Leaders: Heroes? Villains? Absent friends? Join in this analysis of leadership as described, admired, and sometimes criticized by some of the world’s greatest novelists and poets:
- What can we learn from fictional leaders that we cannot glean from standard leadership texts?
- Why do we find some characters so engrossing?
- Why do we identify with them and their dilemmas, and why do they remain in our minds long after we have “finished” the book in question?
Fictional characters offer a relatable context for understanding the every-day challenges that leaders face. Jonathan will present some of the characters, critiques, and themes which exemplify the predicaments of leadership in a range of circumstances. During the session, based on his forthcoming edited volume, Fictional Leaders: Heroes, Villains, and Absent Friends, which is due out December 24 from Palgrave Macmillan, he will analyze leadership as described, admired, and sometimes criticized by the world’s greatest novelists and poets. Perhaps your favorite fictional hero or villain is analyzed here; or the absent friend whose leadership might have made a difference. The idea of leadership is itself the hero (or villain) of some chapters: is it a delusion, a distraction, or an absurd folly, that we pin so much on leaders?

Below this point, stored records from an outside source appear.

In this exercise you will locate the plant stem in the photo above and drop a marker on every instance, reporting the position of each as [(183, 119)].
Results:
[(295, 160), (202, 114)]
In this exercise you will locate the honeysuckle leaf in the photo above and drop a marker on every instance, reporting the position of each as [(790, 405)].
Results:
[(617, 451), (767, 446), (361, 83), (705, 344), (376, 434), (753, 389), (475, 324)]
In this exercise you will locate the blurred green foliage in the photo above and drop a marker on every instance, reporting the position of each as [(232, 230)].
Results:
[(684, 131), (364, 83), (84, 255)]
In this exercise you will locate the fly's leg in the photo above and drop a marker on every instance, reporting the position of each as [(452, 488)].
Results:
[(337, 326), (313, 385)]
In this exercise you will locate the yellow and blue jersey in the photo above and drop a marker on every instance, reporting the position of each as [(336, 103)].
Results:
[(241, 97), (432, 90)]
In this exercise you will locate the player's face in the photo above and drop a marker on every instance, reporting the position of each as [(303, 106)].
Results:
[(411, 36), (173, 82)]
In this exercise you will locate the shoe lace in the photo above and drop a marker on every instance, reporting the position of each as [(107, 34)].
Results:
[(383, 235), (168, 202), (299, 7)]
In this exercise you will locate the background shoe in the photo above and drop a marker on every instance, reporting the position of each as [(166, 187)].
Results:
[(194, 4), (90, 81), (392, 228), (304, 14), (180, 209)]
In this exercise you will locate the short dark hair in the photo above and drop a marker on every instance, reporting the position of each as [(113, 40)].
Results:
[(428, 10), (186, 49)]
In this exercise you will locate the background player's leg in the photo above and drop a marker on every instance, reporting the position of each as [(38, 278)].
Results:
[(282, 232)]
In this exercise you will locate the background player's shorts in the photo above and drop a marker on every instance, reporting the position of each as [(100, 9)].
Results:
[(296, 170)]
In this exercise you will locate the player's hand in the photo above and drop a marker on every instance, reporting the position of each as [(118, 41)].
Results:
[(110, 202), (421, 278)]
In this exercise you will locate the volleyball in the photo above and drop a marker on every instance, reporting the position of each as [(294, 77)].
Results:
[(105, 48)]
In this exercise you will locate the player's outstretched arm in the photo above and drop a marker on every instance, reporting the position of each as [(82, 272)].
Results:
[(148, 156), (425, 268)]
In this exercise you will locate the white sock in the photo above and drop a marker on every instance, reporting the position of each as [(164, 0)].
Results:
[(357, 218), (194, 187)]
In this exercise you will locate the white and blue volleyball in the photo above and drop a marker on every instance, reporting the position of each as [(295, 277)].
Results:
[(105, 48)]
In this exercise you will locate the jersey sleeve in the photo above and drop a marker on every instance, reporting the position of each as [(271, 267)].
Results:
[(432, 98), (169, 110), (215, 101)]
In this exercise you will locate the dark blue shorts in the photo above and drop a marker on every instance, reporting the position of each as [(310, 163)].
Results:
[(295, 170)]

This session will focus on the humanity of leadership rather than the techniques, and will explore the experience of leading through the lens of well-known works of fiction. Don’t miss this sneak of peek of Fictional Leaders: Heroes, Villains, and Absent Friends.
Book chapters include:
- Leadership and Monomania: Herman Melville’s Moby Dick; B. Slevers
- ‘Things for fall apart’ – Chinua Achebe; J. Gosling
- The Silhouette of Leadership – James Bond and Miss Moneypenny; B. Hawtkins
- The Leader as Poet: Tennyson, Whitman and Dickinson; B. Mossberg
- Leadership and Acceptability: Plato and the Odium of Truth; N. Harter
Learn More About This Topic
Jonathan Gosling is Professor of Leadership Studies at the University of Exeter, UK, and has published articles in Harvard Business Review, Sloan Management Review, Leadership, Management Learning, and elsewhere. Professor Gosling also played a significant role in the so-called ‘critical management’ movement, launching an influential MPhil and Ph.D. He advises companies, agencies, and government departments across the world on their leadership-related issues. He is Fellow of the Windsor Leadership Trust and the Leadership Foundation, a member of the Advisory Board of the Defence Academy, co-director of the European Leadership Centre, and director of Coaching Ourselves Inc.